中国では3年間のコロナ対策で、大量の企業が倒産し、多くの失業者が出ています。景気低迷が続く中、一般市民はもはや自由にお金を使うことに躊躇しています。最近、中国社会科学院の専門家があるフォーラムで、1.8億人の農村出稼ぎ労働者「農民工」の消費を刺激する方法について発言し、ネット上で大きな論議が巻き起こっています。

権威筋の提唱「戸籍制度改革で消費刺激」

 中国で消費刺激策の一環として戸籍制度改革の必要性を求める声が権威筋の間で上がっています。農村戸籍と都市戸籍の「二重戸籍制度」となっている中国では、農村戸籍保有者の医療や年金などの社会保障は都市戸籍保有者に比べて十分に整備されていません。農村戸籍が7億人以上いる中、戸籍制度改革を通じて農村戸籍保有者のセーフティネットを整備することで個人消費を活性化させる必要があると指摘されています。

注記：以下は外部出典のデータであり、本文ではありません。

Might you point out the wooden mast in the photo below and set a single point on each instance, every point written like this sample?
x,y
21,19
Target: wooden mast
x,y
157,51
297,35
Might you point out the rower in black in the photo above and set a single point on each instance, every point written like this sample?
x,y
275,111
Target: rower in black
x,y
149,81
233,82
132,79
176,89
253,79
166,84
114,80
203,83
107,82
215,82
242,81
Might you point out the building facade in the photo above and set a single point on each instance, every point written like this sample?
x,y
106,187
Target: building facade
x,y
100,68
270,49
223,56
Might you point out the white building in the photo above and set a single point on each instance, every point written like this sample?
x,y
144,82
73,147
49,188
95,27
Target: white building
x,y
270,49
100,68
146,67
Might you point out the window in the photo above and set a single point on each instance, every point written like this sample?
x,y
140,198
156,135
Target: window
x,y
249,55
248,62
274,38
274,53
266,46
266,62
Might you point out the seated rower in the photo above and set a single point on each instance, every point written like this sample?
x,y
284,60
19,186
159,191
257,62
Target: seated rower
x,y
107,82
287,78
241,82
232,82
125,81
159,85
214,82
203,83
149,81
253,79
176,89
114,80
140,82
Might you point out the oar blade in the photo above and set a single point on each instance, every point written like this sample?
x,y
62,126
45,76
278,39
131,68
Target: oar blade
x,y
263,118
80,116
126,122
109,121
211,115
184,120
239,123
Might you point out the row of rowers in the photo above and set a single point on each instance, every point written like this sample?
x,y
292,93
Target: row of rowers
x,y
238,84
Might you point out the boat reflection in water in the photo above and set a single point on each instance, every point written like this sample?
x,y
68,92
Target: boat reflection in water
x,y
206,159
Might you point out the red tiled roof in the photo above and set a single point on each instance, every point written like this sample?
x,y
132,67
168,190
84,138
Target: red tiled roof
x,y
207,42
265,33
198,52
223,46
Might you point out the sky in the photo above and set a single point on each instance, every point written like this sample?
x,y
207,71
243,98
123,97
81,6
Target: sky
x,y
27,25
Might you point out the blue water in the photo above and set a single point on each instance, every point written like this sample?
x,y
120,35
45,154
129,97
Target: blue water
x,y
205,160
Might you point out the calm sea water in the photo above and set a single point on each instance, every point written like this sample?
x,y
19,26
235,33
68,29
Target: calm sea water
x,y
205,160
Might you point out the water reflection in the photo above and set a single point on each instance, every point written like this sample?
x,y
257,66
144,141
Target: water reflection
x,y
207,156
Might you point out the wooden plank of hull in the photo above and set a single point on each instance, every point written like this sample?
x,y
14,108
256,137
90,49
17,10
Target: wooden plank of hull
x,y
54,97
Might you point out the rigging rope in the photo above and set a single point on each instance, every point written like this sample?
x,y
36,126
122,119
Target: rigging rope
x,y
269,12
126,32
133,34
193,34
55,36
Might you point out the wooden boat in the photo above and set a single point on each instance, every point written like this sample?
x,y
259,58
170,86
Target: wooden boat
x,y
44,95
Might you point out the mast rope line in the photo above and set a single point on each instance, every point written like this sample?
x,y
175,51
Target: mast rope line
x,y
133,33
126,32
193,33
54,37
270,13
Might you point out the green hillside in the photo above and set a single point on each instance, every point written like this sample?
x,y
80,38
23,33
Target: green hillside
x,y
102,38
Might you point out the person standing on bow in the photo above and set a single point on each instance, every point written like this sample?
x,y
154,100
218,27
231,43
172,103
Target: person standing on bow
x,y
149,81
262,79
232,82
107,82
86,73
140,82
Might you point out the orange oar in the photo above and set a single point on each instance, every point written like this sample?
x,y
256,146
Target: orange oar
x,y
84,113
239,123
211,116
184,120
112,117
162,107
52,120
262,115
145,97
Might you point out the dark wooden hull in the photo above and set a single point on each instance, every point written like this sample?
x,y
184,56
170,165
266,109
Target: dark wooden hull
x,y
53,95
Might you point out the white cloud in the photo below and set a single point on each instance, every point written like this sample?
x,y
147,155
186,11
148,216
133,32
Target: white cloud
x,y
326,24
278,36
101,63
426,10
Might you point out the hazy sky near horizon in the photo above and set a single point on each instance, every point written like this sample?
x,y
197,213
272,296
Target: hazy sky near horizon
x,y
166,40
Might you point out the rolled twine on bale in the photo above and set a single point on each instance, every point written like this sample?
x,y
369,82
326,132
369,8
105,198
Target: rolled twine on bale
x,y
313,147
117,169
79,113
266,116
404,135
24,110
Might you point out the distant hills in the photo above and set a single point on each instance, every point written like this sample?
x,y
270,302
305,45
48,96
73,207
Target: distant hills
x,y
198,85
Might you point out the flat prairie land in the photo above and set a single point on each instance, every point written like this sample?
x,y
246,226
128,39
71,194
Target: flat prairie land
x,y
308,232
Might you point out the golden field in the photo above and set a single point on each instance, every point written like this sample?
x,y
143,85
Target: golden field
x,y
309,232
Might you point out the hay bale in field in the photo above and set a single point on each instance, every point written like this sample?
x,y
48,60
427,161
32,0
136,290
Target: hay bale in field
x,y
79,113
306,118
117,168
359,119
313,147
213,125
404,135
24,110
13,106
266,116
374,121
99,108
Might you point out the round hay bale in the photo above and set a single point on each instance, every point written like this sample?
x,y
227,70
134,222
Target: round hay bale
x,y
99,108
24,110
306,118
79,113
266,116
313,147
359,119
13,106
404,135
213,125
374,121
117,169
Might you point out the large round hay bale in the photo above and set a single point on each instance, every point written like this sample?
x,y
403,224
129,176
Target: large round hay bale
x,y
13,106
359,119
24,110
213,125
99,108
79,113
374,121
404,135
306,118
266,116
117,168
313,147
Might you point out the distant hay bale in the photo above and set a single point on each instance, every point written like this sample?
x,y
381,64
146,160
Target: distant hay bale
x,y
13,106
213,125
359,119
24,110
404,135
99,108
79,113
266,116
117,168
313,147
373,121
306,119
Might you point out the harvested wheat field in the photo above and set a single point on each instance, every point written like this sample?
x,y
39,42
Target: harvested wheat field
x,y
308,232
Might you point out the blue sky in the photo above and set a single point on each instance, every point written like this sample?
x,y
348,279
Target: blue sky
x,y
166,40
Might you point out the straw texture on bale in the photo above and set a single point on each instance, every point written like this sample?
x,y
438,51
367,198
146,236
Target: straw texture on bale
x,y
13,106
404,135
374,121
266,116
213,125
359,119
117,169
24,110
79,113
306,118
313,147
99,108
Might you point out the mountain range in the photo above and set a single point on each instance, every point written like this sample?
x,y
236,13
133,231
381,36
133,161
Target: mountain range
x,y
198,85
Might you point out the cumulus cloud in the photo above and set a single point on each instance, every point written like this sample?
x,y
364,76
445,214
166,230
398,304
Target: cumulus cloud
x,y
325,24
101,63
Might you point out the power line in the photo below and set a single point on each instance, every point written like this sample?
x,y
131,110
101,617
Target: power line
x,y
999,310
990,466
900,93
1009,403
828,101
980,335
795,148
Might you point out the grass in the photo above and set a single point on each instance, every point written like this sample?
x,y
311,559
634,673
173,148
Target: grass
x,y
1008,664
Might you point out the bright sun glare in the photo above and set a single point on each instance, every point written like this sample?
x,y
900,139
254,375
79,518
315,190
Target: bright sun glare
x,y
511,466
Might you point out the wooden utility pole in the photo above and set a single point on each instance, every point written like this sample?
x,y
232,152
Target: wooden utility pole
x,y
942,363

 複数の中国メディアによると、中国社会科学院元副院長で中央銀行金融政策委員会委員などを務める蔡昉氏は、7月8日の「2023青島・中国財富フォーラム」で、目下の中国経済について回復の大きな足かせになっているのが消費不振であると指摘しました。個人消費を刺激することが急務であるとの見解を示しました。

 そのうえで、個人消費を刺激する策として農村戸籍改革が必要と訴えました。農村戸籍であるが故に消費が抑えられている状況に関して、すでに都市で働いているが、まだ都市戸籍を取得していない1.8億人の農村出稼ぎ労働者について言及しました。「これら出稼ぎ労働者の消費は、社会保障が不十分なため23%抑制されている。換言すれば、これら出稼ぎ労働者が都市戸籍を取得し、関連の社会保障を受けることができれば、消費力は30%押し上げられる」とし、年間2兆元(約38.7兆円)以上の消費が喚起されるとの試算を打ち出しました。

 蔡昉氏は次のように強調しました。「2兆元(約38.7兆円)であるかどうかはともかく、それは兆レベルの金額だ。兆レベルの新たな消費は、コロナ流行期間中に生じた兆レベルの過剰貯蓄に相当する。GDPの3%として計算すると、私たちの3年間の過剰貯蓄は少なくとも3.6兆元(約70.6兆円)になるはずだ。数兆元の新たな消費を使って、3.6兆元の過剰貯蓄を相殺すると、効果は非常に明らかだ」

戸籍制度改革の目的に疑問視

 蔡昉氏の上記の発言はメディアに報道された後、ネット上で大きな議論を引き起こしました。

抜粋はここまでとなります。